Use raw SDK access when:

  • Need provider-specific features not in unified API
  • Performance-critical applications
  • Complex provider-specific configurations
  • Vendor-specific optimizations

Common Mistakes

Wrong: Not Checking Provider Availability

# DON'T DO THIS - provider may not be configured
provider = service.get_provider("anthropic")
client = provider.client  # May error if no API key!

Right: Check Provider Availability

# DO THIS - handle missing providers
from llmring.exceptions import ProviderNotFoundError

try:
    provider = service.get_provider("anthropic")
    client = provider.client
except ProviderNotFoundError:
    print("Anthropic not configured - check ANTHROPIC_API_KEY")
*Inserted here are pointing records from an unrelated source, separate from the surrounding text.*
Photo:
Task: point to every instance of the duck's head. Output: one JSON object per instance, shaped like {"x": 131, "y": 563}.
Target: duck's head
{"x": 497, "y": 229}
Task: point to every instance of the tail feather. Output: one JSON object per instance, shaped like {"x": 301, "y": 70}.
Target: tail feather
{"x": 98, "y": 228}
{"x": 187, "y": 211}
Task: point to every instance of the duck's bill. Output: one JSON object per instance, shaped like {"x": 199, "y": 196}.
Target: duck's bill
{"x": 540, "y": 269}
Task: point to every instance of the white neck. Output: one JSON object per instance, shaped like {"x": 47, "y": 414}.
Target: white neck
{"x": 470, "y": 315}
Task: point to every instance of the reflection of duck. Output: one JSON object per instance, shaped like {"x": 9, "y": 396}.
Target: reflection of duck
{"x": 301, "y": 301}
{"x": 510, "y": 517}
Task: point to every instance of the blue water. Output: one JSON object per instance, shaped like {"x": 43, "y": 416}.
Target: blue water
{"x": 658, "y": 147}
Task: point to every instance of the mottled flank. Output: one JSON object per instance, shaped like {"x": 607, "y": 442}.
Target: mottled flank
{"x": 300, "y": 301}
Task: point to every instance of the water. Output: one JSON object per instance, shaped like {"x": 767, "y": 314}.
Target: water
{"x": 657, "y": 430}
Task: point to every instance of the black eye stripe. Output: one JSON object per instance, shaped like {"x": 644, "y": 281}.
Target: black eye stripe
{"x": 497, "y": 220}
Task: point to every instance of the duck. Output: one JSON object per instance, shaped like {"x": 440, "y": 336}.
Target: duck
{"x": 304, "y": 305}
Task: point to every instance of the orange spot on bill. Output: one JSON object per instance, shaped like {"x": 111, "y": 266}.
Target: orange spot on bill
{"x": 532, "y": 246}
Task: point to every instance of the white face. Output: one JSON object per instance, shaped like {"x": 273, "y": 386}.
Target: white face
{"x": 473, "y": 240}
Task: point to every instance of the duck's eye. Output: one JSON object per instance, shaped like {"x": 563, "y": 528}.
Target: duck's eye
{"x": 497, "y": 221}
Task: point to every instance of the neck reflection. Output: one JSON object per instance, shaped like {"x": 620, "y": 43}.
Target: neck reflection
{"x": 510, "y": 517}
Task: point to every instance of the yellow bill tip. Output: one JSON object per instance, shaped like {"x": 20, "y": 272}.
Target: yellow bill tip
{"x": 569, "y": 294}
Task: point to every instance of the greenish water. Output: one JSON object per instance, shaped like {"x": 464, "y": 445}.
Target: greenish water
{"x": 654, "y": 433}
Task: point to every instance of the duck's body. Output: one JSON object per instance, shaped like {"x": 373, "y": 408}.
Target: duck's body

Wrong: Hardcoding Provider

# DON'T DO THIS - locked to one provider
request = LLMRequest(
    model="openai:gpt-4o",
    messages=[...]
)

Right: Use Alias for Flexibility

# DO THIS - easy to switch providers
request = LLMRequest(
    model="assistant",  # Your semantic alias defined in lockfile
    messages=[...]
)

Wrong: Ignoring Provider-Specific Errors

# DON'T DO THIS - generic error handling
try:
    response = await service.chat(request)
except Exception as e:
    print(f"Error: {e}")

Right: Handle Provider-Specific Errors

# DO THIS - specific error types
from llmring.exceptions import (
    ProviderRateLimitError,
    ProviderTimeoutError
)

try:
    response = await service.chat(request)
except ProviderRateLimitError as e:
    # Try different provider
    request.model = "google:gemini-2.5-pro"
    response = await service.chat(request)
except ProviderTimeoutError:
    # Retry or use different provider
    pass

Best Practices

  1. Use aliases for flexibility: Don't hardcode provider:model references
  2. Configure fallbacks: Multiple providers in lockfile for high availability
  3. Check provider availability: Handle ProviderNotFoundError
  4. Use unified API when possible: Only drop to raw SDK when needed
  5. Handle provider-specific errors: Different providers have different failure modes
  6. Test with multiple providers: Ensure your code works across providers
  7. Document provider choices: Explain why you chose specific providers

Checking Available Providers

from llmring import LLMRing

async with LLMRing() as service:
    # Check which providers are configured
    providers = []
    for provider_name in ["openai", "anthropic", "google", "ollama"]:
        try:
            service.get_provider(provider_name)
            providers.append(provider_name)
        except:
            pass

    print(f"Available providers: {', '.join(providers)}")

Related Skills

  • llmring-chat - Basic chat with unified API
  • llmring-streaming - Streaming across providers
  • llmring-tools - Tools with different providers
  • llmring-structured - Structured output across providers
  • llmring-lockfile - Configure provider aliases and fallbacks

Summary

Multi-provider patterns enable:

  • High availability (automatic failover)
  • Cost optimization (try cheaper first)
  • Provider diversity (avoid vendor lock-in)
  • Feature access (use best provider for each task)

Raw SDK access provides:

  • Provider-specific features (logprobs, caching, etc.)
  • Performance optimizations
  • Advanced configurations
  • Direct vendor SDK control

Recommendation: Use unified API with aliases for most work. Drop to raw SDK only when you need provider-specific features.